Bu dijital içerikleri konaklama işletmeleri kadar influencerlar, gezginler, destinasyonlar veya restoranlar da kullanabilir ve Z kuşağının dikkatini çekebilir. Örneğin; 'Biz otelimizde köyümüzün yerel ürünlerini kullanarak öğünleri hazırlıyoruz', “Bölgemizdeki tüm tesisler güneş enerjisi kullanmaktadırlar', veya 'Bugün Datça'da yerel bir kadın kooperatifinden sabun aldım, plastik poşet yerine bez çanta kullandım.' Bunlar gibi içerikler gençlerin çok ilgisini çekiyor."
"Z kuşağı, ilgisini çeken içerikler görmek istiyor"
Genceli, Z kuşağına ulaşmak isteyen turizm işletmelerinin, klasik tanıtım yöntemlerinden uzaklaşması gerektiğininin de altını çizdi.
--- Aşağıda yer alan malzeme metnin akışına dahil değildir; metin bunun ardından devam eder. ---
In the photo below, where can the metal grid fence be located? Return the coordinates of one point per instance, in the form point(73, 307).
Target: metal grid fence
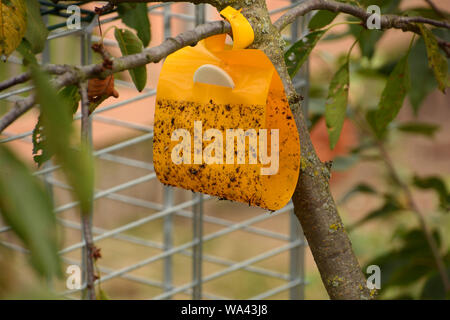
point(165, 208)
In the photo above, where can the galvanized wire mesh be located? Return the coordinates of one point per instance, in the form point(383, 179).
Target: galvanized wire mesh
point(170, 209)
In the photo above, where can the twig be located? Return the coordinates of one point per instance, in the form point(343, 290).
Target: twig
point(74, 75)
point(436, 9)
point(387, 21)
point(86, 216)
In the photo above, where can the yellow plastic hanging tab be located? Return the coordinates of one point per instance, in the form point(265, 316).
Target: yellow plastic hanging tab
point(243, 34)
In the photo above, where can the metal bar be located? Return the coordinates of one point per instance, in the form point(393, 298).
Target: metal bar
point(175, 249)
point(234, 267)
point(168, 240)
point(197, 254)
point(279, 289)
point(156, 245)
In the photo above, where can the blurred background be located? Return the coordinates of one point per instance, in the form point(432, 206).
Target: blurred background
point(372, 205)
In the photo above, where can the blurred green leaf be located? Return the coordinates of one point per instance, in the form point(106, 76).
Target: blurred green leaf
point(26, 52)
point(424, 12)
point(130, 44)
point(36, 33)
point(336, 105)
point(343, 163)
point(421, 128)
point(407, 264)
point(26, 207)
point(423, 85)
point(367, 39)
point(436, 60)
point(57, 123)
point(102, 295)
point(433, 288)
point(135, 16)
point(41, 152)
point(438, 185)
point(359, 188)
point(394, 92)
point(298, 53)
point(321, 19)
point(389, 207)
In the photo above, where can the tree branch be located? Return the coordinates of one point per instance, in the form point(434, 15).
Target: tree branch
point(387, 21)
point(86, 216)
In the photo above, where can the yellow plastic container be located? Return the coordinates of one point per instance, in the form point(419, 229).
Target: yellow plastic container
point(237, 140)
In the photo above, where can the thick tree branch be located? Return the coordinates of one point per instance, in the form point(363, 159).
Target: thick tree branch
point(86, 216)
point(387, 21)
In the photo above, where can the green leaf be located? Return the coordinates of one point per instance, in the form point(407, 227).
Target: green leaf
point(135, 16)
point(13, 24)
point(41, 152)
point(336, 105)
point(436, 61)
point(26, 207)
point(391, 101)
point(421, 86)
point(322, 19)
point(367, 39)
point(422, 128)
point(27, 53)
point(298, 53)
point(438, 185)
point(130, 44)
point(37, 32)
point(57, 122)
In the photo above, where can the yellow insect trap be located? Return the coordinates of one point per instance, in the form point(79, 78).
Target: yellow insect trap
point(223, 124)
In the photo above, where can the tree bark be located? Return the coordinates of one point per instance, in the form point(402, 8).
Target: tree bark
point(313, 203)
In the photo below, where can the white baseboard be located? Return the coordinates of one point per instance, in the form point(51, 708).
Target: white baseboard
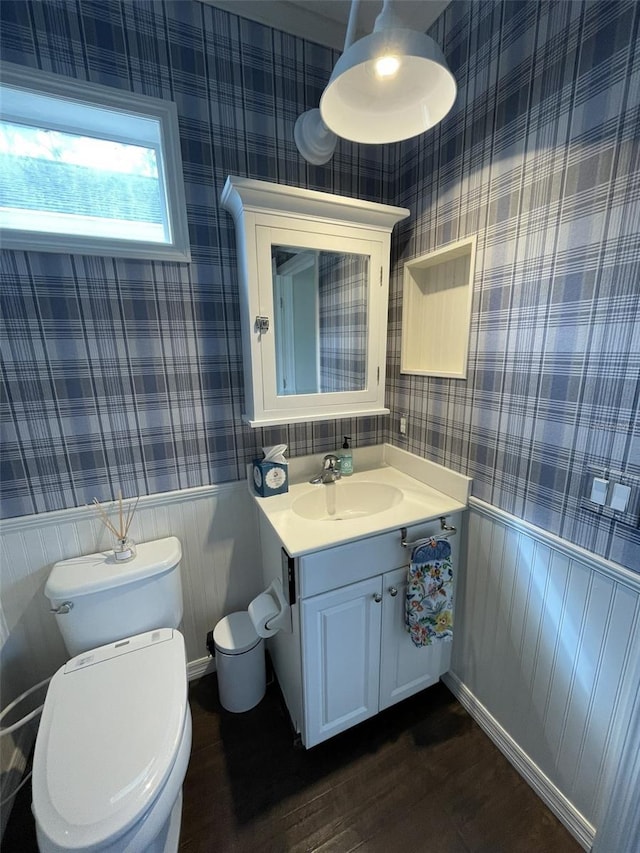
point(13, 772)
point(201, 666)
point(565, 811)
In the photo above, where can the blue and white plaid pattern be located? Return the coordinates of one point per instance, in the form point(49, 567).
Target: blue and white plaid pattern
point(129, 373)
point(343, 321)
point(541, 158)
point(125, 372)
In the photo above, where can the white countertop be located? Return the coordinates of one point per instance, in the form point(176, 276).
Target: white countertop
point(420, 502)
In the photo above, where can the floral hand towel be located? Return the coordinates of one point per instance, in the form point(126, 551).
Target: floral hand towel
point(429, 614)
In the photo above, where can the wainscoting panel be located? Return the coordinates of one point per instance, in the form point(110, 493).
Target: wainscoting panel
point(545, 641)
point(217, 526)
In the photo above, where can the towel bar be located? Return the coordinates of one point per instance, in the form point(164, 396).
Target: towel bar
point(446, 530)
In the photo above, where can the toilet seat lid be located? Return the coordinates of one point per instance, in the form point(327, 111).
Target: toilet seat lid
point(111, 727)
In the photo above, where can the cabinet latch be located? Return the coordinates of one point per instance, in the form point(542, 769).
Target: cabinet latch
point(288, 576)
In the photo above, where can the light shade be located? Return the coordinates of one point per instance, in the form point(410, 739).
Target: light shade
point(363, 105)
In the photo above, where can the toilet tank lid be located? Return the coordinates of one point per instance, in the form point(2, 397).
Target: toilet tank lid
point(97, 572)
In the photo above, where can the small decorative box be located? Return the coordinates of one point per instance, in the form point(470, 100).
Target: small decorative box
point(270, 478)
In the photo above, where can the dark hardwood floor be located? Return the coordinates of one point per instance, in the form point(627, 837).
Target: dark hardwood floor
point(421, 776)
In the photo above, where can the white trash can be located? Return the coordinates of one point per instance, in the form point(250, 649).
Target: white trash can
point(239, 662)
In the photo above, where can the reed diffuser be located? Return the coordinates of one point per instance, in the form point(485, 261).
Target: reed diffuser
point(125, 548)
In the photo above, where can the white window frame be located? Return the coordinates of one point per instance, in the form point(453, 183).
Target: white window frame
point(130, 107)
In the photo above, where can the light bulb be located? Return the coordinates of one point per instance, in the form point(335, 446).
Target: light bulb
point(387, 66)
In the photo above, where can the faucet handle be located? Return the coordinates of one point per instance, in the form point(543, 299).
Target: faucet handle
point(331, 462)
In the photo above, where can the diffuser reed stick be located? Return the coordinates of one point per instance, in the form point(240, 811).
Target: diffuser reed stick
point(126, 549)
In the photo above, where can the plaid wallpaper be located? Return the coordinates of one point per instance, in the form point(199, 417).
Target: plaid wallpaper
point(129, 373)
point(343, 321)
point(540, 158)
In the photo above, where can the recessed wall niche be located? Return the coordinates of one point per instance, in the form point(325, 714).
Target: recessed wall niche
point(436, 311)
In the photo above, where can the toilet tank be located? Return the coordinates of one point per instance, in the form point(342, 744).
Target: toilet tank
point(99, 600)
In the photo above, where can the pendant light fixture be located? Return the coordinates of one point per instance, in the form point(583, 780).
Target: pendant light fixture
point(390, 85)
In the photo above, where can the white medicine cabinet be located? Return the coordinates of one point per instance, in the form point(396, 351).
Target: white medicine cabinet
point(313, 270)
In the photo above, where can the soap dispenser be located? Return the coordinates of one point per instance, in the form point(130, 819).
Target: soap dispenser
point(346, 458)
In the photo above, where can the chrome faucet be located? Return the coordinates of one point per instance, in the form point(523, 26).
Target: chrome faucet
point(330, 470)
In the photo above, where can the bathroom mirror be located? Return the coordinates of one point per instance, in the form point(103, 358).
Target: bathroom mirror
point(313, 271)
point(320, 320)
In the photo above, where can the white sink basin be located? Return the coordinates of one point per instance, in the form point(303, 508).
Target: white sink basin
point(342, 500)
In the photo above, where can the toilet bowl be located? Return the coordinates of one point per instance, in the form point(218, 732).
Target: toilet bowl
point(113, 747)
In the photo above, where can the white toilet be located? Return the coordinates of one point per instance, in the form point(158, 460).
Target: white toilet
point(115, 735)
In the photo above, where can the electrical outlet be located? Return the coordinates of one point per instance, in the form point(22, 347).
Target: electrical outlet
point(599, 489)
point(620, 497)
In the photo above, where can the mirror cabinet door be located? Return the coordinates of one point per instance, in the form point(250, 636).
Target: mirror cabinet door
point(321, 320)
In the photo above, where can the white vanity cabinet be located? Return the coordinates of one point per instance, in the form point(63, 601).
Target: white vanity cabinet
point(350, 655)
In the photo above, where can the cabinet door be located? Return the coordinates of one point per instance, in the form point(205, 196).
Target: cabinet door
point(341, 658)
point(405, 669)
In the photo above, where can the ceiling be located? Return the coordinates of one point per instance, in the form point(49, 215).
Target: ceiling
point(325, 21)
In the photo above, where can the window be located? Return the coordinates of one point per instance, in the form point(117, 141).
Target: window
point(88, 169)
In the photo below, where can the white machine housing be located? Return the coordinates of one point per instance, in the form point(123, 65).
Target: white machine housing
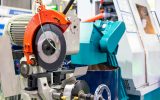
point(139, 52)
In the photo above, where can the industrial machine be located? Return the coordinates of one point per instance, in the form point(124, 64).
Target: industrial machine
point(138, 53)
point(36, 47)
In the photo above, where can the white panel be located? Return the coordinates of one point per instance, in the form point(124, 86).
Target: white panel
point(84, 9)
point(9, 81)
point(151, 44)
point(131, 59)
point(129, 22)
point(121, 4)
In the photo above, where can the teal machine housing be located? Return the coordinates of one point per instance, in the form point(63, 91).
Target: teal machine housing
point(99, 44)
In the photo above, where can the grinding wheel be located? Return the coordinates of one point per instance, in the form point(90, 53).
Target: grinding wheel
point(49, 47)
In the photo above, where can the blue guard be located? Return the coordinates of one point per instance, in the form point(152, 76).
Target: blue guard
point(98, 42)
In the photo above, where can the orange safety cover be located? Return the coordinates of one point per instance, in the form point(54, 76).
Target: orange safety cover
point(43, 17)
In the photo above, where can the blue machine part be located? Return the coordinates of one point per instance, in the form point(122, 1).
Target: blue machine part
point(17, 12)
point(1, 29)
point(17, 66)
point(98, 41)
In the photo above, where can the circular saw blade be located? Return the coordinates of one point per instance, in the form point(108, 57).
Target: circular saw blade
point(50, 47)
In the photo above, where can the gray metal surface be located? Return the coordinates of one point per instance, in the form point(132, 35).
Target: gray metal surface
point(16, 28)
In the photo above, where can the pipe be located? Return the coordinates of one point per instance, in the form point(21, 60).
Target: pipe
point(68, 6)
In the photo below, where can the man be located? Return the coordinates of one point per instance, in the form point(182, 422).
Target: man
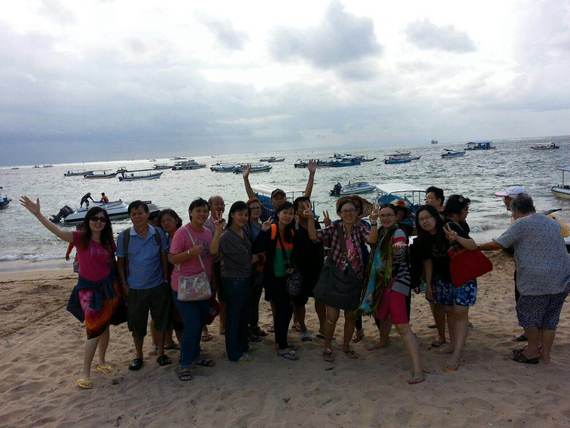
point(143, 270)
point(278, 196)
point(85, 200)
point(543, 276)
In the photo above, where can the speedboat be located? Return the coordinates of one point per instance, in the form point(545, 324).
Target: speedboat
point(452, 154)
point(562, 190)
point(71, 173)
point(224, 167)
point(548, 146)
point(188, 164)
point(4, 200)
point(253, 168)
point(479, 145)
point(116, 210)
point(103, 174)
point(355, 188)
point(134, 177)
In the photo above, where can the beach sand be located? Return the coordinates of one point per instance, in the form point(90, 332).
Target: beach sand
point(41, 350)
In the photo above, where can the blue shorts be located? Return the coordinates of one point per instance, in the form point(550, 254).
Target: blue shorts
point(542, 312)
point(445, 293)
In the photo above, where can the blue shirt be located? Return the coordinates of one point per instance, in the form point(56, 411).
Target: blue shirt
point(145, 265)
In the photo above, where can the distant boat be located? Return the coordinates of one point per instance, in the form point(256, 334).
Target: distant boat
point(547, 146)
point(271, 159)
point(448, 154)
point(134, 176)
point(562, 190)
point(479, 145)
point(71, 173)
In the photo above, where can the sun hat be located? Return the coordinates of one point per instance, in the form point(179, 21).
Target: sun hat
point(510, 191)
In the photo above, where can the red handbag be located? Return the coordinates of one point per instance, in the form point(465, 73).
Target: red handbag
point(466, 265)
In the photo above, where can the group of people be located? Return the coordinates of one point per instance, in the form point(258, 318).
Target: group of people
point(363, 263)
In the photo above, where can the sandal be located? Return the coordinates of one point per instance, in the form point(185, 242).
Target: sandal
point(84, 383)
point(328, 355)
point(184, 374)
point(204, 362)
point(163, 360)
point(105, 369)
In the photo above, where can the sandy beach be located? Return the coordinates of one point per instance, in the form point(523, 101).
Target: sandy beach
point(41, 349)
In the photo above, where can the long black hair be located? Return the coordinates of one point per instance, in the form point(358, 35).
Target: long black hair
point(236, 206)
point(106, 234)
point(435, 214)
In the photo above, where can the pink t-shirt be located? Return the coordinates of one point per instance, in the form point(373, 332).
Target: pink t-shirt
point(182, 242)
point(95, 261)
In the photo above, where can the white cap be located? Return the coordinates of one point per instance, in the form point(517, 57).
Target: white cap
point(511, 191)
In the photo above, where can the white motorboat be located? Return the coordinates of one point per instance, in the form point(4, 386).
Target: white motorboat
point(135, 176)
point(562, 190)
point(187, 164)
point(116, 210)
point(448, 154)
point(71, 173)
point(547, 146)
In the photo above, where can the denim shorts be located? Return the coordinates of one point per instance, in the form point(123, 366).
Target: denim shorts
point(542, 312)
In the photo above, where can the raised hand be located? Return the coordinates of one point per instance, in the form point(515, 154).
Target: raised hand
point(32, 207)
Reels ve TikTok videoları gibi görsel ve kısa içerik formatlarının olması gerektiğini belirten Genceli, dijital pazarlama stratejilerini şu sözlerle aktardı:
"Sürdürülebilirlik, hayvan hakları, kültürel duyarlılık gibi etik değerler öne çıkarılmalı. Örneğin hayvan dostu bir konaklama işletmesi olması Z kuşağı için öne çıkan bir özellik. Influencerlar, iş birlikleri, özellikle gençlerin takip ettikleri kişiler işletmelere ve destinasyonlara olan güveni artırıyor. En önemli unsurlardan biri de kişiselleştirilmiş hizmet. E-bültenlerde ve reklamlarda yapay zekâ ile kişisel ilgi alanlarına göre içerik sunumu yapabilmek önemli ve dikkat çekici.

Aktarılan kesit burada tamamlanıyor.